The shadow moved from mass entertainment to the home in the Victorian era, when there was a need to be seen to contain the fear and control the phantoms but also entertain all those children tumbling around the parlour.   It looked as if Dad got his scissors out and made shadows on the wall with the help of a candle.  This was also the time of Arthur Rackham, who used his scissors to make silhouettes as well as the wonderful drawings, this one below is from Cinderella.


Marina Warner showed a lovely image of Lotte Reiniger's magical trick table, which she thought of as a magic horse or flying machine in which was able to take flight as an artist and filmmaker.  She told us that through listening to other writers on film (one of whom I remember was Ian Christie) she had been interested in the idea that the characters depicted in Reiniger's work are not shadows that materialise on the screen, but entities in their own right.

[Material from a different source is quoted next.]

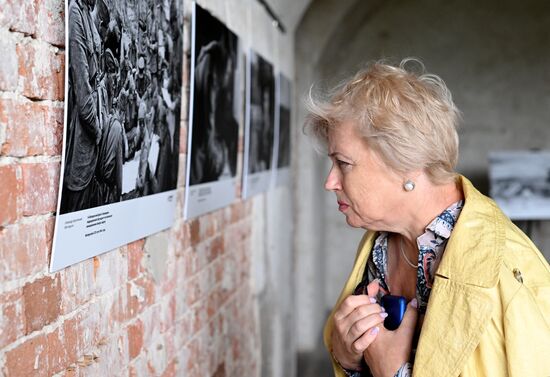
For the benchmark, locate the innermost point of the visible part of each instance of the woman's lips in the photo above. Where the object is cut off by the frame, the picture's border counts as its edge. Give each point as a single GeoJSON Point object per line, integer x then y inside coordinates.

As well as outlining the historical background she also touched upon the concept of shadow and the material of shadow and it's metaphorical association with shade and darkness.  In this context she showed the works of William Kentridge and Kara Walker, both of whom embrace the political aspects of the material that they work with.  They both deserve more than a few sentences at the end here so I shall endeavour to write about them again.  In brief, Kara Walker revisits sites of 'darkness' in the American consciousness by satirising the literature of abolition, slavery and the civil war using enormous silhouettes, which are beautiful and very difficult to look at.  William Kentridge uses a direct animation method (as I often do).  He draws on an enormous piece of paper with charcoal and erases each frame before recording a new one, he refers to his method as 'stone age' animation, and Marina Warner suggested that he does this to 'thicken time and add memory'.  I think I can see what he means.